1. Petitioner seeks to revise the decree of the Subordinate Judge, Chingleput, in S. C. S. No. 283 of 1924.

2. Petitioner and first defendant executed a pro-note in favour of one Perundevi Ammal, the petitioner being only a surety. First defendant sold his property to second defendant on the condition that the second defendant would pay off Perundevi Ammal among other creditors. Petitioner paid Perundevi Ammal and sued second defendant as well as first defendant. The lower Court was apparently prepared to hold that Perundevi Ammal would be entitled to sue defendant; but unsuited petitioner as against second defendant because he was only a surety claiming by reason of his having discharged the debt. Hence the petition.

3. The counter-petitioner seeks to uphold the judgment on the ground that even Perundevi Ammal would have no right to sue, and he relies upon Iswaram Pillai v. Taragan [1915] 38 Mad. 753 which lays down that a stranger to the contract cannot sue the promisor. But suits of this character have been admitted on another principle that the property is held in trust for the creditors for which proposition there is strong authority in Deb Narain Dut v. Chuni Lal Ghose [1913] 41 Cal. 137 and Ramaswami Aiyar v. Deivasigamani Pillai A. I. R. 1922 Mad. 397 the case referred to by the Subordinate Judge. Devadoss, J., sitting in this Court in Singaraya v. Subbayya A. I. R. 1924 Mad. 861 has examined all the authorities, and has come to the conclusion that plaintiff in such cases is entitled to an equitable relief. I agree, and it is unnecessary to traverse the same ground.
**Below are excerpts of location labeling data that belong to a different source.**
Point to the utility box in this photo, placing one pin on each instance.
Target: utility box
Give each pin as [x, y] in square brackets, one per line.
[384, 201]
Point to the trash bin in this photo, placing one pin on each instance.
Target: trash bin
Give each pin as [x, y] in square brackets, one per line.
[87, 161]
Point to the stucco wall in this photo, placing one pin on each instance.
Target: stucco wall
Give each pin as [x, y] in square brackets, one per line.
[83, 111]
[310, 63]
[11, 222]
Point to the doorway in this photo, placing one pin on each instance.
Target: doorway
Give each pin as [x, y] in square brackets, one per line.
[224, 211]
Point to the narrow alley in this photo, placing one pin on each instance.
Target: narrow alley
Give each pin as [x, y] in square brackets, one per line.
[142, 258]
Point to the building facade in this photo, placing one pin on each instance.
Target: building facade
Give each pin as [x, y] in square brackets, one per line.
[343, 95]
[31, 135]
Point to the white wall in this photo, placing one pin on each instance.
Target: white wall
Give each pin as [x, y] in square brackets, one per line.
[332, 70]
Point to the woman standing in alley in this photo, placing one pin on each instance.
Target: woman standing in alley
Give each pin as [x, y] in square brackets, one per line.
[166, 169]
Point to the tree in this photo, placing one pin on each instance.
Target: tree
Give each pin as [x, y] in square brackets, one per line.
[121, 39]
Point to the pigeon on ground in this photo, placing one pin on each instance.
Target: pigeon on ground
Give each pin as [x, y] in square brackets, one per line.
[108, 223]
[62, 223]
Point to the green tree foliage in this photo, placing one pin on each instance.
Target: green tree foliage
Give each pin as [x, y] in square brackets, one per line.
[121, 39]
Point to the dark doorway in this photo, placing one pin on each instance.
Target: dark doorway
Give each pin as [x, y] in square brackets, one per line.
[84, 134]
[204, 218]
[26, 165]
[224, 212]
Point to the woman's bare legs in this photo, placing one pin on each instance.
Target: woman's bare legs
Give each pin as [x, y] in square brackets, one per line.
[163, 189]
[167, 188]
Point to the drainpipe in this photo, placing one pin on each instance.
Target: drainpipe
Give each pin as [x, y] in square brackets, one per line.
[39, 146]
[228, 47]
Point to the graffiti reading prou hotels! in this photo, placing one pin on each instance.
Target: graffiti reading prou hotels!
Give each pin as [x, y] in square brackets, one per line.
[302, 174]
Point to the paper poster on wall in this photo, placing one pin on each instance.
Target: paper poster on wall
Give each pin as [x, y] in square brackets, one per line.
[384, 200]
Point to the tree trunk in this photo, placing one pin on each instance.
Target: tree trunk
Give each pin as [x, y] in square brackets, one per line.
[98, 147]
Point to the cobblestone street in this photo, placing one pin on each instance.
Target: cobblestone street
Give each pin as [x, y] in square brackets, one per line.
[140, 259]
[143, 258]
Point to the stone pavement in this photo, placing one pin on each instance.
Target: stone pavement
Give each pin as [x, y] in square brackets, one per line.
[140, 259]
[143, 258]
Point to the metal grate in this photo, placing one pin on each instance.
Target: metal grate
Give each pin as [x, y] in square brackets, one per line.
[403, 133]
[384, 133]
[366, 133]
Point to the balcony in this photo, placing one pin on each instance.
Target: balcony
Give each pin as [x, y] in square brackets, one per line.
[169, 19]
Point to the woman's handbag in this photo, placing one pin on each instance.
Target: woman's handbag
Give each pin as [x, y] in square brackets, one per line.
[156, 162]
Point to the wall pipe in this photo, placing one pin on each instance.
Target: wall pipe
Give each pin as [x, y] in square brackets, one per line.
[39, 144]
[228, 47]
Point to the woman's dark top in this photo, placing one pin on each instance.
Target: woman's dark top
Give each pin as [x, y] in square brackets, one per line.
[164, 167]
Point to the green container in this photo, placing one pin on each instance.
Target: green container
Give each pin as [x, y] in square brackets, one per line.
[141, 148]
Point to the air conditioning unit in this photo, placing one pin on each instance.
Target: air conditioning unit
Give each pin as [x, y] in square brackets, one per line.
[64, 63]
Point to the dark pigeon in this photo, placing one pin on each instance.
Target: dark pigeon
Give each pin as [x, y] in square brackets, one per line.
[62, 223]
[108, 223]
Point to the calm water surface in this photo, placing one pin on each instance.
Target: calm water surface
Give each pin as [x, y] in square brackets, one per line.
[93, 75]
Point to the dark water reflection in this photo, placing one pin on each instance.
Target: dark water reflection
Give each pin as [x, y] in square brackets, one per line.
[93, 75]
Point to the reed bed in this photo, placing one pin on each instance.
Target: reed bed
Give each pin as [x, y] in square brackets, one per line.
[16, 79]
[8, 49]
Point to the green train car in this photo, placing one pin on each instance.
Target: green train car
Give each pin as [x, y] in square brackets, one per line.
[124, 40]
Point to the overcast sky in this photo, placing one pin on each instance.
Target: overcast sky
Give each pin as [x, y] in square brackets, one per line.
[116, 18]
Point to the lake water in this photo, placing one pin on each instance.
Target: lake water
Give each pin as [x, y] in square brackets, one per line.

4. There remains the question whether a surety occupies the same place as the original creditor. The learned Subordinate Judge gives no authority for his view. On the other hand, regard must be had to Section 140, Indian Contract Act, which gives the surety upon payment of the debt all the rights which the creditor had against the principal debtor. That this principle has wide application is shown by the Master of the Rolls in Drew v. Lockett [1863] 32 Beav. 499 A surety who pays off the debt for which he became surety must be entitled to all the equities which the creditor could have enforced not merely against the principal debtor, but also against all persons claiming under him. As Markby, J., observes in Heera Lall Samunt v. Oozeer Ali 21 W. R. 347 “he can use every remedy.”

5. The petitioner is, therefore, entitled to a decree against second defendant with costs throughout and the decree of the lower Court is modified accordingly.